Not too long ago, I gave a presentation on posters to a group of university students studying the history of graphic design. I included this poster designed by Adolph Treidler:
Treidler designed posters for a variety of organizations/causes during both world wars. During World War II, he created a number of posters for the Woman Ordnance Workers (WOW) of the U.S. Army. Looking closely at the poster I showed the group, I noticed that the decorative elements on the WOW’s bandana were not polka dots. An internet search for more information brought me to the official homepage of the United States Army Ordnance Corps & Ordnance School, where I learned the history of the symbol featured on the bandana. Called the Shell & Flame, this insignia is meant to represent a hand grenade.

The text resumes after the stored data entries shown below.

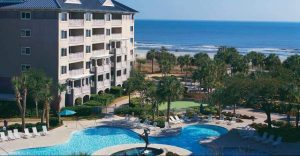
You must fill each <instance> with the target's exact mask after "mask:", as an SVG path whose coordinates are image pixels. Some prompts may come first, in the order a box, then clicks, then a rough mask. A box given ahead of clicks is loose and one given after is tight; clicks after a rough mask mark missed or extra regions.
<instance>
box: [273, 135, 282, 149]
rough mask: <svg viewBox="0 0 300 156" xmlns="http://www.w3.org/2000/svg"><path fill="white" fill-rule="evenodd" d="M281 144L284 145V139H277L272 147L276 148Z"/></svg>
mask: <svg viewBox="0 0 300 156" xmlns="http://www.w3.org/2000/svg"><path fill="white" fill-rule="evenodd" d="M281 143H282V137H278V138H277V139H276V141H274V142H273V143H272V145H273V146H274V147H275V146H278V145H280V144H281Z"/></svg>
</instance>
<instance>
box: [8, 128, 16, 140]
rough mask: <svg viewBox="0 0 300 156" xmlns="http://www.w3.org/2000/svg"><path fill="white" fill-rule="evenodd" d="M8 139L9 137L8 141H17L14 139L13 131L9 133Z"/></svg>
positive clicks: (10, 130)
mask: <svg viewBox="0 0 300 156" xmlns="http://www.w3.org/2000/svg"><path fill="white" fill-rule="evenodd" d="M7 137H8V140H15V139H16V138H15V137H14V135H13V133H12V130H8V131H7Z"/></svg>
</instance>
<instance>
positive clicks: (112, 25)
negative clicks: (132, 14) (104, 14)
mask: <svg viewBox="0 0 300 156" xmlns="http://www.w3.org/2000/svg"><path fill="white" fill-rule="evenodd" d="M111 25H112V26H120V25H122V20H121V19H117V20H111Z"/></svg>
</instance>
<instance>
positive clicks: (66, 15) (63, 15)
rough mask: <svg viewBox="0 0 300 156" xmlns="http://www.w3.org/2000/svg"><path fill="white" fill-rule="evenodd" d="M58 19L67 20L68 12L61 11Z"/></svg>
mask: <svg viewBox="0 0 300 156" xmlns="http://www.w3.org/2000/svg"><path fill="white" fill-rule="evenodd" d="M60 20H61V21H67V20H68V14H67V13H66V12H63V13H61V17H60Z"/></svg>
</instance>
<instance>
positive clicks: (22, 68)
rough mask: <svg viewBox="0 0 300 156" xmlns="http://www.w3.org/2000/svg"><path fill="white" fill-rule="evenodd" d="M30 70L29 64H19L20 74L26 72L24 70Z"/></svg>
mask: <svg viewBox="0 0 300 156" xmlns="http://www.w3.org/2000/svg"><path fill="white" fill-rule="evenodd" d="M30 68H31V65H29V64H21V71H22V72H23V71H26V70H28V69H30Z"/></svg>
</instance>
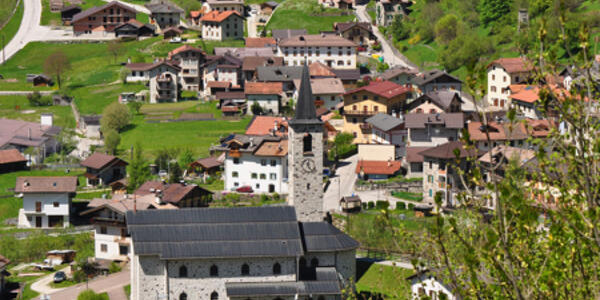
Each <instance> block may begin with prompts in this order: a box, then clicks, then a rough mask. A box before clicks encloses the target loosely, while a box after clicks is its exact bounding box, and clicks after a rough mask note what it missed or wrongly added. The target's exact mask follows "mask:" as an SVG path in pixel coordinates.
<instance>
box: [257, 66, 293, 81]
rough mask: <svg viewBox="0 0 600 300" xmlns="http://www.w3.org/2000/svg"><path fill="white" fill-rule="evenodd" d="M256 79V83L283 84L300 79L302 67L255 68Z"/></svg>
mask: <svg viewBox="0 0 600 300" xmlns="http://www.w3.org/2000/svg"><path fill="white" fill-rule="evenodd" d="M256 77H257V79H258V81H264V82H272V81H278V82H285V81H294V79H300V78H301V77H302V67H300V66H281V67H277V66H262V67H257V68H256Z"/></svg>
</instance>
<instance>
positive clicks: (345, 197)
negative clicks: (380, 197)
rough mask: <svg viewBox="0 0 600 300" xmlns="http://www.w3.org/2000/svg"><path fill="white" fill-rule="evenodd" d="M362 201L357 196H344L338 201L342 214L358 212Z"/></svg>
mask: <svg viewBox="0 0 600 300" xmlns="http://www.w3.org/2000/svg"><path fill="white" fill-rule="evenodd" d="M361 204H362V201H361V200H360V197H358V196H345V197H342V199H341V200H340V207H341V208H342V211H344V212H359V211H360V209H361Z"/></svg>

Knowing that the Library’s poster collection included more Treidler WWII posters, I wanted to learn if the WOW bandana was also featured. I was not disappointed. Here is another Treidler poster from the poster collection:
Though she is not singled out as a WOW, you can tell by the bandana that the overall-clad woman war worker is a WOW! The Prints & Photographs Division has two more Treidler posters that reference the WOWs:
This poster highlights the various types of headwear sported by women in the war effort. The WOW bandana is shown alongside hats worn by women in the military and the Red Cross.
The Army website mentioned an advertisement for the bandana in the July/August 1943 issue of Army Ordnance: The Journal of the Army Ordnance Association. I suspected that I could locate this publication in the Library’s general collections. Again, I was not disappointed! Here is the inside front cover of the issue:
Oh my goodness! The advertisement featured the poster that started me on this research journey!
- See more posters designed by Adolph Treidler in the Prints & Photographs Online Catalog.
- Look at more American WWII posters in the Prints & Photographs Online Catalog.
- Explore the history of the U.S. Army Ordnance Corps.
I think if I remember properly March 21st was Rosie the Riveter day. What a great way to celebrate the women behind the war effort and to learn the Women Ordnance Workers.
The global dynamic of defense and protection versus aggression plays out through the forties well into the seventies. I have been drawn to the United States patriotic boosting posters of forties. Women joining the workforce in support of the U.S.A. and their soldiers overseas was memorialized through targeted poster campaigns. Patriotic posters is an artwork genre I enjoy looking at for both the art and the messages.